After discussions with Simon and Will in which we weren't thrilled about the inverted way this works, but couldn't find a better practical solution, merging this (note that it's in Handler.FUTURE).

Reopening this, since it's not stable API.

We need to come up with some better wording for this before undrafting it. It's not a security feature unless your platform is very specialized (SELinux/Bitfrost levels of strangeness):

- it doesn't prevent looking at NewChannels on the session bus, which
  isn't normally a privilege boundary
- it doesn't prevent D-Bus eavesdropping on the session bus, which
  isn't normally a privilege boundary
- in extreme cases, it doesn't prevent a determined observer from
  ptrace()ing the connection manager, which doesn't usually have a
  privilege boundary between it and the rest of the session!

However, it does prevent MC from waiting for observers to start: an actively malicious observer can still kill, ptrace or otherwise subvert MC or the CM, but it does mean that an observer that's merely buggy can't accidentally delay channel handling.
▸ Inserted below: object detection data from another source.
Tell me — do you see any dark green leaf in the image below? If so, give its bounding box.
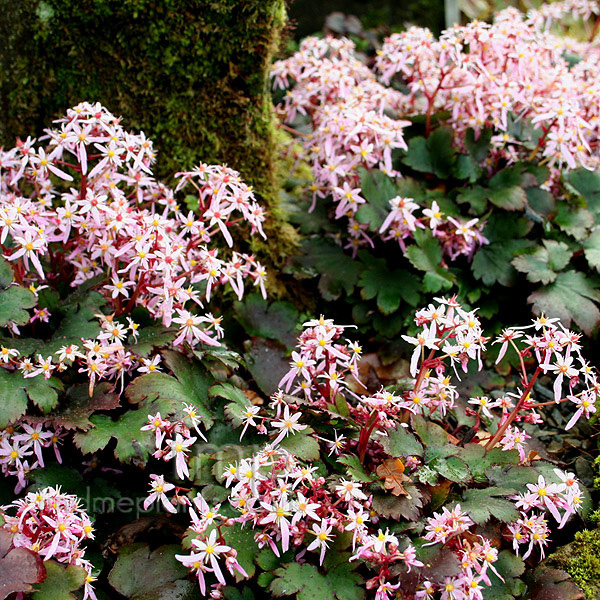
[244,338,290,396]
[0,285,37,327]
[583,229,600,271]
[0,256,15,288]
[512,240,573,284]
[381,426,423,457]
[32,560,87,600]
[0,369,27,429]
[472,214,531,286]
[554,202,594,241]
[130,325,177,358]
[488,185,527,210]
[108,544,192,600]
[460,487,519,524]
[356,169,398,231]
[223,523,259,581]
[235,294,298,348]
[527,271,600,335]
[406,231,456,292]
[454,154,483,183]
[465,127,494,162]
[296,237,362,300]
[358,252,419,315]
[279,431,319,461]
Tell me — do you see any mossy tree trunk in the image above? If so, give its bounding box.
[0,0,290,270]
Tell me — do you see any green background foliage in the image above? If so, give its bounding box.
[0,0,293,268]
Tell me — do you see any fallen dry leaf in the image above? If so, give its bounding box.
[377,458,410,496]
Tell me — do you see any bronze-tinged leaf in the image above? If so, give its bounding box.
[377,458,410,496]
[0,529,46,600]
[27,381,119,431]
[243,390,265,406]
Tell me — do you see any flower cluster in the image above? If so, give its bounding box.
[272,37,485,259]
[375,0,600,169]
[0,487,96,600]
[144,298,597,600]
[0,103,266,336]
[177,445,423,598]
[0,423,63,494]
[141,403,206,480]
[510,469,583,558]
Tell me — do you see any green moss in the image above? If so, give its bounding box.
[0,0,295,264]
[549,529,600,600]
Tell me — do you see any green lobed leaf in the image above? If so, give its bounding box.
[234,294,298,348]
[472,214,531,286]
[512,240,573,284]
[269,562,365,600]
[456,186,488,215]
[244,338,290,396]
[0,285,37,327]
[554,202,595,241]
[460,486,519,524]
[295,237,362,300]
[527,271,600,335]
[32,560,87,600]
[583,229,600,271]
[411,415,448,448]
[0,528,46,600]
[279,430,319,461]
[454,154,483,183]
[0,256,15,288]
[0,369,27,429]
[406,230,456,292]
[358,252,420,315]
[483,550,526,600]
[373,483,427,521]
[108,544,192,600]
[222,523,259,581]
[431,456,471,483]
[465,127,494,162]
[125,351,214,427]
[488,185,527,211]
[566,167,600,214]
[356,169,398,231]
[208,383,250,408]
[23,376,64,414]
[381,426,423,457]
[29,381,119,430]
[129,325,177,358]
[337,455,375,483]
[525,187,557,218]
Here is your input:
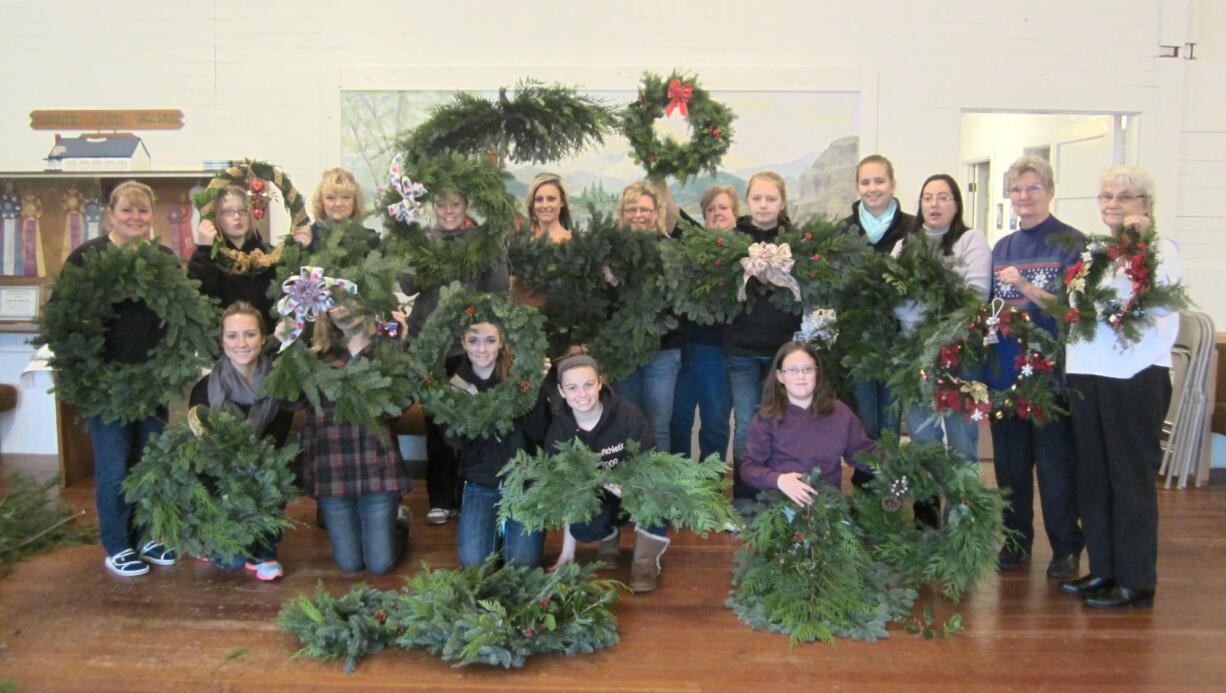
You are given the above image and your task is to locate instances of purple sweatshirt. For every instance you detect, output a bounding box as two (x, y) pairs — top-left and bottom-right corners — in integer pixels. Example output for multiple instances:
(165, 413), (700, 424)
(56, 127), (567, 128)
(741, 400), (874, 491)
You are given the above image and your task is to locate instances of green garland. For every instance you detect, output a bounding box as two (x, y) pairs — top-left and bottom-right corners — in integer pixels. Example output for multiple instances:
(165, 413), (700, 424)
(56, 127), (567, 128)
(727, 471), (917, 645)
(192, 159), (310, 275)
(412, 282), (546, 438)
(834, 234), (978, 387)
(32, 240), (217, 422)
(888, 304), (1065, 424)
(406, 80), (614, 164)
(278, 557), (620, 672)
(619, 71), (736, 183)
(1051, 226), (1190, 348)
(498, 440), (734, 535)
(852, 433), (1007, 603)
(510, 211), (677, 380)
(0, 472), (94, 576)
(261, 229), (416, 438)
(124, 407), (298, 559)
(384, 150), (517, 291)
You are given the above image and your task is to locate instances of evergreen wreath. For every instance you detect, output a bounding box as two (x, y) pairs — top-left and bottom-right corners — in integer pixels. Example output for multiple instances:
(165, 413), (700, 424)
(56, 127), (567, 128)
(124, 407), (298, 559)
(192, 159), (310, 275)
(278, 556), (622, 672)
(510, 210), (677, 380)
(32, 240), (217, 422)
(412, 282), (547, 438)
(888, 299), (1064, 424)
(0, 472), (96, 576)
(727, 470), (917, 645)
(1053, 224), (1189, 350)
(619, 71), (736, 183)
(384, 150), (517, 289)
(852, 433), (1007, 596)
(832, 232), (978, 387)
(261, 231), (414, 438)
(405, 80), (614, 163)
(498, 439), (734, 535)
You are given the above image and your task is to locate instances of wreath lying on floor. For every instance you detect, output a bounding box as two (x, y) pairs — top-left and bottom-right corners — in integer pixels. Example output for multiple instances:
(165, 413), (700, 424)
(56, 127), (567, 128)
(1054, 226), (1189, 348)
(728, 434), (1005, 644)
(278, 554), (622, 672)
(403, 80), (614, 163)
(889, 299), (1064, 424)
(124, 407), (299, 561)
(498, 440), (734, 535)
(32, 240), (217, 422)
(511, 211), (677, 381)
(192, 159), (310, 275)
(384, 150), (516, 293)
(619, 71), (736, 182)
(412, 282), (546, 438)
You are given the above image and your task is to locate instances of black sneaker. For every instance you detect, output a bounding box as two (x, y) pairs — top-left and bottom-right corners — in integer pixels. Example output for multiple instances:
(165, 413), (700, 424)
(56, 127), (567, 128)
(105, 548), (150, 578)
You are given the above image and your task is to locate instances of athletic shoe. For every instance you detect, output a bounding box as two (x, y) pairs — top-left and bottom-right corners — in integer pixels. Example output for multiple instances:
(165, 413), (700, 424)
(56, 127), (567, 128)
(141, 541), (179, 565)
(244, 561), (286, 583)
(105, 548), (150, 578)
(425, 508), (457, 525)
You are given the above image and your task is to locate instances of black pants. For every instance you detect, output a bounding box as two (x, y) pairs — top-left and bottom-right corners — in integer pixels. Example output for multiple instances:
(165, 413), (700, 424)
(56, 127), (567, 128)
(992, 407), (1085, 556)
(1068, 366), (1171, 590)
One possible way to make this flag easier to explain would be to make it imply BypassApproval and an elevated filter-matching "quality" in the dispatcher, which would extend its semantics to something more like "this handler is a control freak". Perhaps "ExclusiveHandler" would be a good name for that feature?

ceci n'est pas un patch

(In reply to comment #3)
> We need to come up with some better wording for this before undrafting it. It's
> not a security feature unless your platform is very specialized
> (SELinux/Bitfrost levels of strangeness)

This still stands.

> One possible way to make this flag easier to explain would be to make it imply
> BypassApproval and an elevated filter-matching "quality" in the dispatcher,
> which would extend its semantics to something more like "this handler is a
> control freak".

I still think this would be a better set of semantics - it would probably make the desired implementation in Bug #40283 more obvious, too.

(In reply to comment #5)
> (In reply to comment #3)
> > We need to come up with some better wording for this before undrafting it. It's
> > not a security feature unless your platform is very specialized
> > (SELinux/Bitfrost levels of strangeness)
> 
> This still stands.
> 
> > One possible way to make this flag easier to explain would be to make it imply
> > BypassApproval and an elevated filter-matching "quality" in the dispatcher,
> > which would extend its semantics to something more like "this handler is a
> > control freak".
> 
> I still think this would be a better set of semantics - it would probably make
> the desired implementation in Bug #40283 more obvious, too.

Yep, I basically agree with that. Broadly speaking, the goal here would be to have a dedicated UI for a particular account, without having to eschew the benefits of using MC and friends, or have to patch MC and the CM: you could just have a handler which matches channels for that account (cf. bug 30963).

We could conceivably back the implementation out of MC, given that it doesn't work that well by all accounts.

(In reply to comment #6)
> We could conceivably back the implementation out of MC, given that it
> doesn't work that well by all accounts.

I think I'm going to do that, at least for 1.0. We can bring it back when someone has a use-case and a better implementation.

Created attachment 88642 [details] [review]
Remove BypassObservers support

It wasn't implemented correctly (see bug #40305) and I wasn't convinced
by the design (see bug #30043). Let's think about it more before we
bring it back.

Comment on attachment 88642 [details] [review]
Remove BypassObservers support

Review of attachment 88642 [details] [review]:
-----------------------------------------------------------------

Agreed let's drop this thing. ++

Interface deleted. RESOLVED WONTFIX until someone comes back with a concrete use-case and a better implementation.